Commit Graph

1678 Commits

Author SHA1 Message Date
Shawn O. Pearce 1eecc82cec Improve performance when writing trees and small blobs
ObjectDirectoryInserter was always creating a temporary file,
writing the complete compressed contents of a tree, fsync()'ing
that to stable storage, and only then checking to see if there
was already an object with the same SHA-1 in the repository.

For commits this strategy makes some sense, the commit is very
unlikely to exist in the repository, as there are embedded times
and these change with each commit.

However for trees coming out of DirCache, it is more common for the
tree to already exist in the repository. Most subdirectories are
not modified in any given commit.  Doing all of this local file IO
for things that already exist is very slow.

Try to detect cases where the object is "small enough" that it can
be processed entirely in memory, and avoid doing disk IO entirely
if the object already exists.

Also increase the size of the output buffer for the deflation.
This should boost the average write(2) syscall size from 512 bytes
to 8192 bytes, making streaming of large compressed contents to
disk slightly more efficient.

Change-Id: I1d40364e8725468522435814631916d73174c92b
Signed-off-by: Shawn O. Pearce <spearce@spearce.org>
2011-06-24 12:55:19 -07:00
Shawn O. Pearce 826fb260a3 TemporaryBuffer: Fix reading from in-memory InputStream
I had the conditions wrong here, causing the in-memory InputStream
to always appear to be at EOF.

Change-Id: I6811d6187a34eaf1fd6c5002550d631decdfc391
Signed-off-by: Shawn O. Pearce <spearce@spearce.org>
2011-06-24 12:37:58 -07:00
Chris Aniszczyk 2cebb7dbc7 Add ReflogCommand
Adds a git-reflog command and associated tests.

Bug: 347859
Change-Id: Iba146ac842cc9ca0be43d3381b4082c9e92bf56f
Signed-off-by: Chris Aniszczyk <caniszczyk@gmail.com>
2011-06-22 18:32:50 -05:00
Chris Aniszczyk 65606dc086 Refactor out ReflogEntry
It's useful to have ReflogEntry refactored out so it can be
used by clients via the JGit API.

Change-Id: I03044df9af9f9547777545b7c9b93bdf5f8b7cb5
Signed-off-by: Chris Aniszczyk <caniszczyk@gmail.com>
2011-06-20 10:25:50 -05:00
Robin Rosenberg 529a348961 RFC: Ugly fix for i18n of metaVar CLI arguments
This patch possibly ties to a specific version of args4j.

Bug: 318286
Change-Id: I05d4ecf6bd25deec7fb2efbfa61913f4ec4e04e5
Signed-off-by: Robin Rosenberg <robin.rosenberg@dewire.com>
2011-06-20 00:55:13 +02:00
Robin Rosenberg b19924f150 Merge changes Ie393fb8b,Ib11a077a
* changes:
  Push errors back over sideband when possible
  Report progress while updating references
2011-06-17 11:26:38 -04:00
Marc Strapetz 929862f322 Fix IndexOutOfBoundsException when parsing PersonIdent
IndexOutOfBoundsException could occur when parsing
PersonIdent for which no name is present, as part of a
RevCommit (nameB > 0).
2011-06-14 16:56:48 +02:00
Shawn O. Pearce d34ec12019 DHT: Change DhtReadher caches to be dynamic by workload
Instead of fixing the prefetch queue and recent chunk queue as
different sizes, allow these to share the same limit but be scaled
based on the work being performed.

During walks about 20% of the space will be given to the prefetcher,
and the other 80% will be used by the recent chunks cache.
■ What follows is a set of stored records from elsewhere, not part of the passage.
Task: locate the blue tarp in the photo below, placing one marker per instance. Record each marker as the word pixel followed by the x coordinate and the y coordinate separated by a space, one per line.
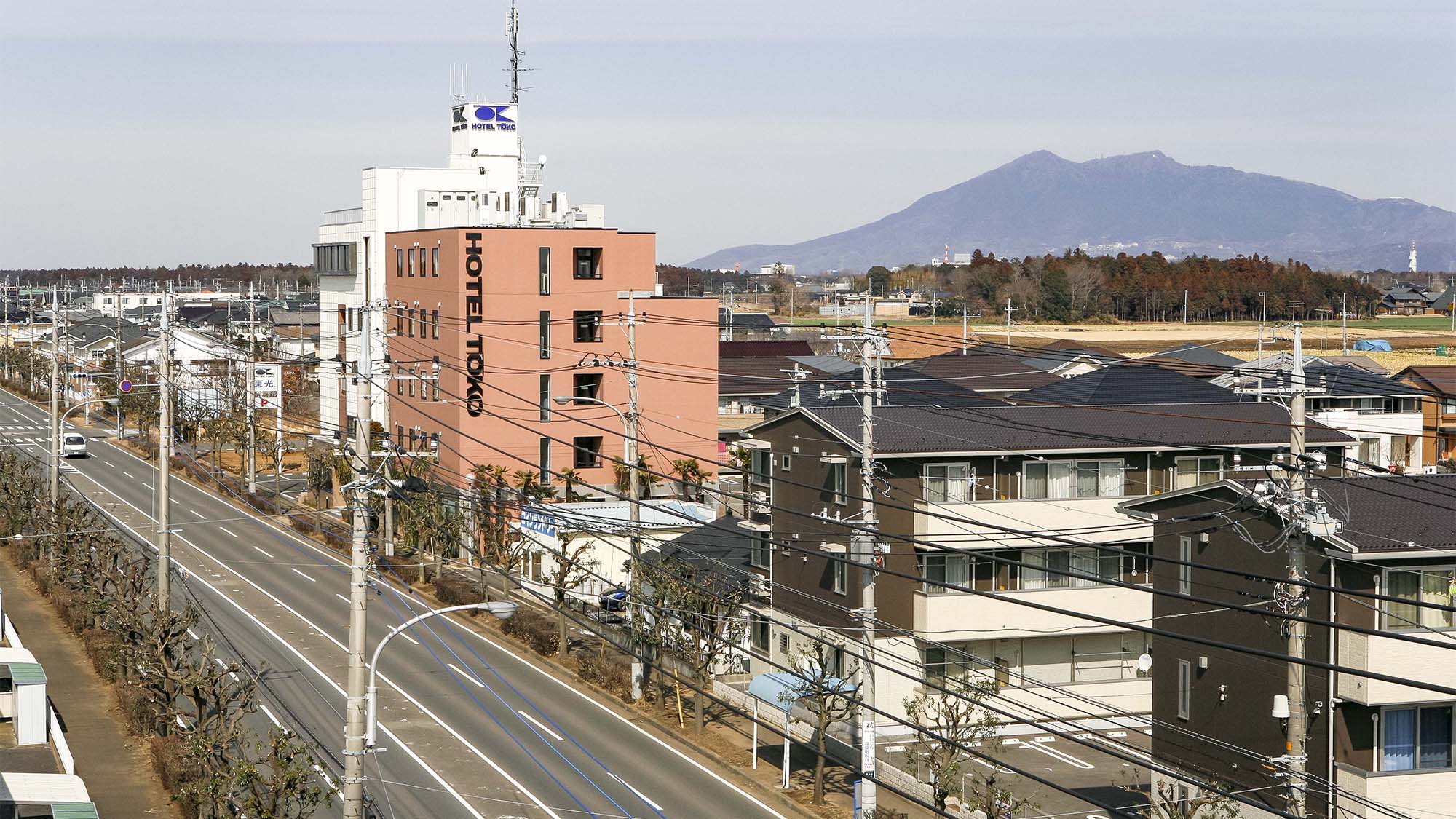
pixel 783 688
pixel 1377 344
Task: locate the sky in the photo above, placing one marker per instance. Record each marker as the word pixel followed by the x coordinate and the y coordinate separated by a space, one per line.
pixel 196 132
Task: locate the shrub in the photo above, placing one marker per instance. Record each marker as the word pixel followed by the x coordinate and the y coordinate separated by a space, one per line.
pixel 456 590
pixel 534 628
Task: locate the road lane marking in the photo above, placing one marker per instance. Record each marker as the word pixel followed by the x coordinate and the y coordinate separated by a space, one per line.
pixel 1056 753
pixel 643 796
pixel 538 723
pixel 471 676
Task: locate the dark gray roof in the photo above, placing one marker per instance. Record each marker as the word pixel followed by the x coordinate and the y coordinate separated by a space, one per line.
pixel 909 430
pixel 1199 355
pixel 1128 384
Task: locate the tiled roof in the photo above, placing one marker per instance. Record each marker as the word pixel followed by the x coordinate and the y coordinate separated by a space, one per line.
pixel 1129 384
pixel 909 430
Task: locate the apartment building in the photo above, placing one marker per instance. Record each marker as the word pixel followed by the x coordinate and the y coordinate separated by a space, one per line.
pixel 1369 742
pixel 487 327
pixel 1017 505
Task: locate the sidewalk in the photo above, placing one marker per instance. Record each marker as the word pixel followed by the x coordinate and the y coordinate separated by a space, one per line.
pixel 114 764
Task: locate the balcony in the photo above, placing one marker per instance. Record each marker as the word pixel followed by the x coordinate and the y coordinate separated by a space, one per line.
pixel 1001 615
pixel 1390 656
pixel 984 523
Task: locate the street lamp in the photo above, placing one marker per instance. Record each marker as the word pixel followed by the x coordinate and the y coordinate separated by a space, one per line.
pixel 499 608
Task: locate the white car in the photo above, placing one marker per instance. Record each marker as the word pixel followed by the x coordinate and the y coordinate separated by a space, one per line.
pixel 74 445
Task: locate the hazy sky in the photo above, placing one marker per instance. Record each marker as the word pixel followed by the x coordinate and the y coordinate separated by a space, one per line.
pixel 200 132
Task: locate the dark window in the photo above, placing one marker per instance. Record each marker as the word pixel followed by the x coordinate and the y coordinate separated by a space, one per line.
pixel 587 452
pixel 586 385
pixel 586 325
pixel 589 263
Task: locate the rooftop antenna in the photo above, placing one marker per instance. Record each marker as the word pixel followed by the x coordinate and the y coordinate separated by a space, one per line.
pixel 513 34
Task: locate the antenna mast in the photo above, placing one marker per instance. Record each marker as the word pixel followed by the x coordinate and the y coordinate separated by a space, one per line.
pixel 513 30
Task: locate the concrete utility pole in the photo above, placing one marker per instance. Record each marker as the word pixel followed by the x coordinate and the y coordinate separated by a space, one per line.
pixel 56 403
pixel 165 455
pixel 356 714
pixel 634 477
pixel 1295 726
pixel 867 555
pixel 253 413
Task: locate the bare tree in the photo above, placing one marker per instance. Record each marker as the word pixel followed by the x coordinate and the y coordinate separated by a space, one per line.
pixel 826 694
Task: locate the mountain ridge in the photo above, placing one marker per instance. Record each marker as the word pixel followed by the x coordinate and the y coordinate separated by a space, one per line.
pixel 1144 202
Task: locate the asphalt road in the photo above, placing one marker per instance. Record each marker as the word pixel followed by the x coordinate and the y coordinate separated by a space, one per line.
pixel 470 727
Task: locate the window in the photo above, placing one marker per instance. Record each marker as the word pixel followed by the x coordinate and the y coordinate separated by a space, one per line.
pixel 761 551
pixel 947 483
pixel 761 464
pixel 1186 567
pixel 1184 688
pixel 1416 737
pixel 586 325
pixel 946 569
pixel 839 483
pixel 1423 587
pixel 1045 569
pixel 589 263
pixel 587 452
pixel 586 385
pixel 759 633
pixel 1055 480
pixel 1198 471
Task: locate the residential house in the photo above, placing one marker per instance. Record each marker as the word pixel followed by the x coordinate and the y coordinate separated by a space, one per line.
pixel 1375 748
pixel 1438 384
pixel 1002 500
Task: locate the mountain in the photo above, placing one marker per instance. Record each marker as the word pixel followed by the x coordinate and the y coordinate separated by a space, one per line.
pixel 1135 203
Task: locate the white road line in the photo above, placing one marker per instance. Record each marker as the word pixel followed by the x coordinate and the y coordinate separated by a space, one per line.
pixel 327 678
pixel 471 676
pixel 1056 753
pixel 488 641
pixel 554 735
pixel 643 796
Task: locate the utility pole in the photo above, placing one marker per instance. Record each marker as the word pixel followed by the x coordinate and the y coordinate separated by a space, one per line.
pixel 1298 596
pixel 634 477
pixel 355 746
pixel 56 404
pixel 251 462
pixel 165 454
pixel 867 554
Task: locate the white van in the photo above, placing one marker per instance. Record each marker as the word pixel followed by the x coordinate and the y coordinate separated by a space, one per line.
pixel 74 445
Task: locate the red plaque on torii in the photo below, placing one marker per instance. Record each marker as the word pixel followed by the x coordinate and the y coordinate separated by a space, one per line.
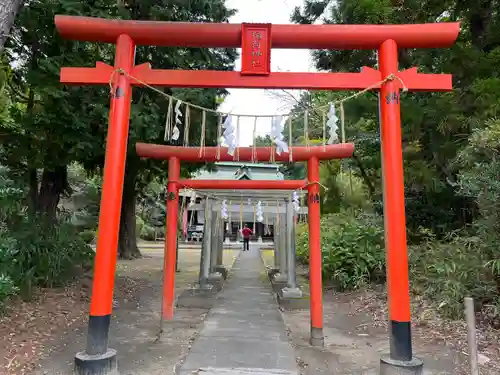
pixel 255 49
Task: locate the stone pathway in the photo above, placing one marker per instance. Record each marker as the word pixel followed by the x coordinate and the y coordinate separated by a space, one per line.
pixel 245 333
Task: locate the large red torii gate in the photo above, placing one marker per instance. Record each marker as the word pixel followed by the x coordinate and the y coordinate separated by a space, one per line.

This
should improve cases where there is bad locality between chunks.

During writing of a pack stream, 90-100% of the space should be
made available to the prefetcher, as the prefetch plan is usually
very accurate about the order chunks will be needed in.

Change-Id: I1ca7acb4518e66eb9d4138fb753df38e7254704d
Signed-off-by: Shawn O. Pearce <spearce@spearce.org>
2011-06-09 19:10:15 -07:00
Shawn O. Pearce 1e6b02643c DHT: Use a proper HashMap for RecentChunk lookups
A linear search is somewhat acceptable for only 4 recent chunks, but
a HashMap based lookup would be better. The table will have 16 slots
by default and given the hashCode() of ChunkKey is derived from the
SHA-1 of the chunk, each chunk will fall into its own bucket within
the table and thus evaluate only 1 entry during lookup instead of 4.

Some users may also want to devote more memory to the recent chunks,
in which case expanding this list to a longer length will help to
reduce chunk faults, but would increase search time. Using a HashMap
will help this code to scale to larger sizes better.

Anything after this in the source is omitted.